Saturday, March 16, 2013
Rick's Breakfast on the Grill
The thunderstorms last night lowered the temperature and humidity to tolerable levels. Sunny and beautiful, I thought I’d make Miss Ruth and me breakfast on the grill. A fresh organic egg omelette with caramelized Vidalia onion and fresh basil would be a nice start. Grilled BBQ sauce glazed bacon would take it over the top! Wegman’s has an artisan bacon in the deli case that is off-the-charts delicious! I had them cut 1/4” thick slices that are perfect for cooking on the grill. I seasoned the slices with fresh cracked pepper and cooked them over low heat to render out most of the fat before basting with my BBQ sauce. Needless to say, it was a pretty damn good Breakfast!
For the BBQ glazed bacon:
Season with fresh cracked pepper and place on a preheated grill over medium heat.
Cook, turning every few minutes until most of the fat is rendered out.
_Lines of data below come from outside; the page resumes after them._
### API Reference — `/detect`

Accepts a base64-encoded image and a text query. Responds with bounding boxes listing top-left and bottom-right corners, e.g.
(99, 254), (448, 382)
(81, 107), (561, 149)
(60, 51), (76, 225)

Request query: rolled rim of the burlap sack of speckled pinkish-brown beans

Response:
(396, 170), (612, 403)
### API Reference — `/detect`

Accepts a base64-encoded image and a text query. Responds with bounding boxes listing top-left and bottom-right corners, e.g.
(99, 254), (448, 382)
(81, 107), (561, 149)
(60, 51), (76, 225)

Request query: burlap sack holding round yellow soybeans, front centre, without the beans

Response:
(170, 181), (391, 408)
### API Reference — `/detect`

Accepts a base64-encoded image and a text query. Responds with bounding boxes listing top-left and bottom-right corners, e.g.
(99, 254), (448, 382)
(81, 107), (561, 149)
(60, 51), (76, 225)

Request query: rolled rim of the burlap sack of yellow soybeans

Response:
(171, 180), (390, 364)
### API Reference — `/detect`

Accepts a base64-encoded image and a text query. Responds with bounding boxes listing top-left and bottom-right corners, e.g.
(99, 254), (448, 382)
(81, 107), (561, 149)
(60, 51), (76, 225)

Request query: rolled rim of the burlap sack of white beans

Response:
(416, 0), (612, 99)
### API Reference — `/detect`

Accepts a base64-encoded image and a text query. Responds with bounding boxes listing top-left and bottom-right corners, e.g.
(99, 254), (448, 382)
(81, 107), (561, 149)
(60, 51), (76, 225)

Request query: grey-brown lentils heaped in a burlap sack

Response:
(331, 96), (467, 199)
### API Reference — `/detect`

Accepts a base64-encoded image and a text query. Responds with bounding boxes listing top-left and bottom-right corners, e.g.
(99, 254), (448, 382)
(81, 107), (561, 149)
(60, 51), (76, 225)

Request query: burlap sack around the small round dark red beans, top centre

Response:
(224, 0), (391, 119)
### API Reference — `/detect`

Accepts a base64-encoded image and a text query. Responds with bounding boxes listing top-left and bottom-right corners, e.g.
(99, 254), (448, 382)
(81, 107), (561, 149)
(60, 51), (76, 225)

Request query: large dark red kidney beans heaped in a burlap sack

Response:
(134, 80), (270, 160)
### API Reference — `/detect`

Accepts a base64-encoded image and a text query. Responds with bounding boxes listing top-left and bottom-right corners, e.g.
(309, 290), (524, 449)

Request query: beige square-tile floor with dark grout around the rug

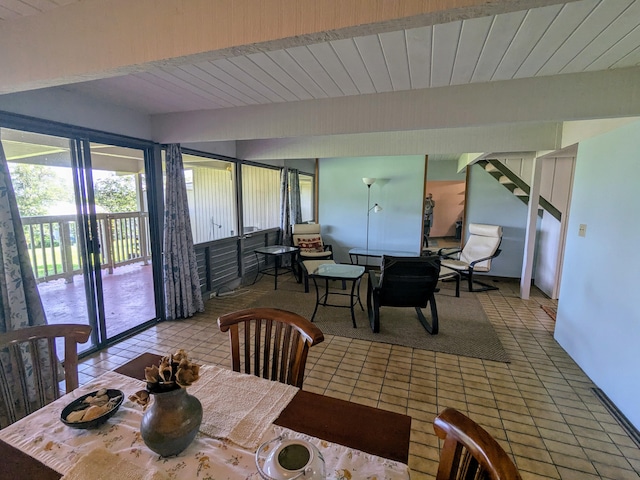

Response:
(80, 280), (640, 480)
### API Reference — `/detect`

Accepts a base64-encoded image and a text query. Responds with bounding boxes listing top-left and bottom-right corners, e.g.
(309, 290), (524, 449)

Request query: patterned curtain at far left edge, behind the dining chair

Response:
(0, 135), (55, 424)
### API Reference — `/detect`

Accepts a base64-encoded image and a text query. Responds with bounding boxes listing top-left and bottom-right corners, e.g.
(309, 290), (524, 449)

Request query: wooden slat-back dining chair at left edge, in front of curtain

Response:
(0, 324), (91, 428)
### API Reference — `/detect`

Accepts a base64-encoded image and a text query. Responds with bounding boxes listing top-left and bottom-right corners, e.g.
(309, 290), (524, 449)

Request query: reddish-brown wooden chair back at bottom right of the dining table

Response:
(433, 408), (522, 480)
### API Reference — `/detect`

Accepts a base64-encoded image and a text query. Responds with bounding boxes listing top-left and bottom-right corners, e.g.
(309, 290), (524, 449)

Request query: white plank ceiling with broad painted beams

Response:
(0, 0), (640, 158)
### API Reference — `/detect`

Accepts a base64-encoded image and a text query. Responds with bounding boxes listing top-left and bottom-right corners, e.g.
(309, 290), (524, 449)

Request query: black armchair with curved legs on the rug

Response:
(367, 255), (440, 335)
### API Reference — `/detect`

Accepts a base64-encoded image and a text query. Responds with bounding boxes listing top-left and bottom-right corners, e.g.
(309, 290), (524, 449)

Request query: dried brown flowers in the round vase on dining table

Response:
(129, 349), (200, 408)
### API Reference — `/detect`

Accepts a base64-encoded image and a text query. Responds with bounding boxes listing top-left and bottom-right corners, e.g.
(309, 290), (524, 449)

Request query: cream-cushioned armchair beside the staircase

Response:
(438, 223), (502, 292)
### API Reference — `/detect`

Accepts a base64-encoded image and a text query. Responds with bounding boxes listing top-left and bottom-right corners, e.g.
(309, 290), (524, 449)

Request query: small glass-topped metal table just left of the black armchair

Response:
(308, 263), (365, 328)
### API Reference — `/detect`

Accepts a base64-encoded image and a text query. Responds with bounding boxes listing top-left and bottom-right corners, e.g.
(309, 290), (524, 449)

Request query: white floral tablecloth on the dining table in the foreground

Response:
(0, 367), (409, 480)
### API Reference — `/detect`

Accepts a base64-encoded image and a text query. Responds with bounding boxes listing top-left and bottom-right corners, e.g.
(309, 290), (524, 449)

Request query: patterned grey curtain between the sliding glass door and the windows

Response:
(163, 144), (204, 320)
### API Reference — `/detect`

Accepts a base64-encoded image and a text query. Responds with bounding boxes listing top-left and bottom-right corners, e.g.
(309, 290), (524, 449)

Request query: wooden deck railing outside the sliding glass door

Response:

Watch carefully to avoid flare-ups.
Add BBQ sauce and spread with the tongs to coat the entire surface.
Baste the other side and cook until each slice is caramelized.
For the Omelette:
Saute the Vidalia onion in some olive oil and butter in a non-stick skillet until caramelized. Add three pats of butter to the pan and melt, swirling the pan to coat the bottom thoroughly.
Add 3 beaten eggs seasoned with pepper and Kosher salt. Cook on low heat until the eggs set, then turn to medium-high heat to lightly brown the bottom.
Ruth planted me a pot with three kinds of fresh basil. This is a perfect addition to any omelette!
Tear the basil and sprinkle on the egg. When the outer edges of the omelette begin to turn brown, remove from the heat.
Turn the omelette onto a serving dish with the BBQ-glazed bacon and garnish with fresh basil. Serve with a nice Champagne. This beats Denny’s any day of the week! Enjoy!